Zwolinski gulped coffee as if it were water. Exhaling steam and massaging his hard belly, he eyeballed the assemblage. “You've got about three minutes.”

Chair legs squeaked across the linoleum, and bodies flew into the air.

Bettinger snatched a paper from an ancient printer and strode to the clogged portal, through which he and other quiet cops then entered the receiving area, nodding their heads respectfully at Sharon, who sat at the reception desk, wiping her red eyes with a ball of tissue. (Earlier that morning, the detective had learned that she and Dave Stanley had been dating.) A pile of candy bars sat beside the woman's big white phone, dumped there by Inspector Zwolinski.

Bettinger zipped up his parka, exited the pillbox, and proceeded toward his yellow hatchback. His cell phone buzzed, and he put the receiver to his ear.

“Yeah?”

“I'm workin' on somethin',” said Dominic. “I'll catch up with you later.”

“Don't rush.”

The detective sat inside his hatchback and shut the door. Upon the passenger seat, he placed the printout, which showed the home addresses for Sebastian Ramirez, the dealer's older sister Margarita, and a white woman named Melissa Spring who had visited him regularly in the hospital and was presumed to be his girlfriend.

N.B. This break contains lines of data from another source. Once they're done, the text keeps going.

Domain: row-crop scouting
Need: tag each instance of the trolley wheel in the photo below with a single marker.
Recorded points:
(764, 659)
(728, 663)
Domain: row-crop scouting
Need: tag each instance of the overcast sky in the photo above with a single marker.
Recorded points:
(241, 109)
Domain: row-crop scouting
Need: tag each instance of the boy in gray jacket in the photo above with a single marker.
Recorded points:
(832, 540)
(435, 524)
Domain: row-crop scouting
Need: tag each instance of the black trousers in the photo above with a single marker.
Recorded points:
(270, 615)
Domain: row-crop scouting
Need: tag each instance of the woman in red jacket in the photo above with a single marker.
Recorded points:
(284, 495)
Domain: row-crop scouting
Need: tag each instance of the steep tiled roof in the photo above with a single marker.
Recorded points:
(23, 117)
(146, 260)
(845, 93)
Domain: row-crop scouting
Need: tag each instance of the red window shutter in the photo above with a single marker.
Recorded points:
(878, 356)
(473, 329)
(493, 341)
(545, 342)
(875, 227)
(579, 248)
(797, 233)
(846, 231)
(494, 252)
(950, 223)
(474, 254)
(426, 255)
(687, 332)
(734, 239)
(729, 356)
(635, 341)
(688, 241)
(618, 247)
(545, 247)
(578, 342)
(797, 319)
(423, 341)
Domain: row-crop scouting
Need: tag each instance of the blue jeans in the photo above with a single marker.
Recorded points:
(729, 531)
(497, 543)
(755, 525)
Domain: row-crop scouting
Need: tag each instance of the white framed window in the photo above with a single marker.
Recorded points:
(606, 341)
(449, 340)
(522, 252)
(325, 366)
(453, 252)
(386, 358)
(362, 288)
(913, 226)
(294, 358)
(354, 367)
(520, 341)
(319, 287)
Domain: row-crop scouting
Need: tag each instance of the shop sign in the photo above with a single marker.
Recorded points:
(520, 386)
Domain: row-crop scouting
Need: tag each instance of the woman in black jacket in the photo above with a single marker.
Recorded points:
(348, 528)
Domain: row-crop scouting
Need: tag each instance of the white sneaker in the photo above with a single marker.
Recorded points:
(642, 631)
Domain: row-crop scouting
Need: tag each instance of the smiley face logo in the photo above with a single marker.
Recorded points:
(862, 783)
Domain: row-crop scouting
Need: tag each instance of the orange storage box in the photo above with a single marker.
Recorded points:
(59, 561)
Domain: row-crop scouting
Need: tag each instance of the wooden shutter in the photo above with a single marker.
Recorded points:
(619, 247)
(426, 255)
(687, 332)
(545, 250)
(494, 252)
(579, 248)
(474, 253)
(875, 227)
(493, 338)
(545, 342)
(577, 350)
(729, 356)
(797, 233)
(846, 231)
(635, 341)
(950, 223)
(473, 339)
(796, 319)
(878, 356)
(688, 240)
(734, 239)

Bettinger examined his map, determined the simplest route to the first location, and tossed his hatchback into the line of growling vehicles. Marked and unmarked cars rolled onto the street like a fleet of ships looking for war.

 

XXII

Dark Doorways

A yawn exploded on the detective's face.

As he drove south, he conjectured. The city had dropped its charges against Sebastian Ramirez while he was in his coma (for obvious reasons), and when the battered fellow had awakened, he contacted his lawyer and filed a brutality lawsuit against Dominic Williams, Edward Tackley, and the entire Police Department of Greater Victory. There was a lot of evidence against the detectives—fourteen witnesses and even some video—and a trial would almost certainly yield two convictions and the same number of expulsions. It was a surprise to everybody when, five weeks later, the lawsuit had been dropped.

Sebastian Ramirez had told the
Victory Chronicle
that he just wanted to put the incident behind him and move on with his life.

The indignant resident at the John the Baptist Hospital of Greater Victory did not believe that the brutalized man had naturally arrived at his epiphany, and Bettinger also entertained doubts. It was easy for him to imagine Dominic and Tackley threating their disabled adversary.

Bleak, untenanted blocks changed into more habitable ones as the detective rolled south on Summer Drive, and the hot air pouring out of the vents turned his knuckles into reptilian leather. Upon his notepad, he wrote,
Buy moisturizer.

A red light stopped the hatchback at a corner where a young white couple admired the contents of their baby carriage. Their contented grins informed Bettinger that the infant was not yet frozen.

The green light glared, and the detective dialed the wheel clockwise, guiding his hatchback onto Fifth Street, which was lined with three- and four-story brownstones. Glancing at a building number, he determined that Sebastian Ramirez's home would be several blocks ahead and to the right.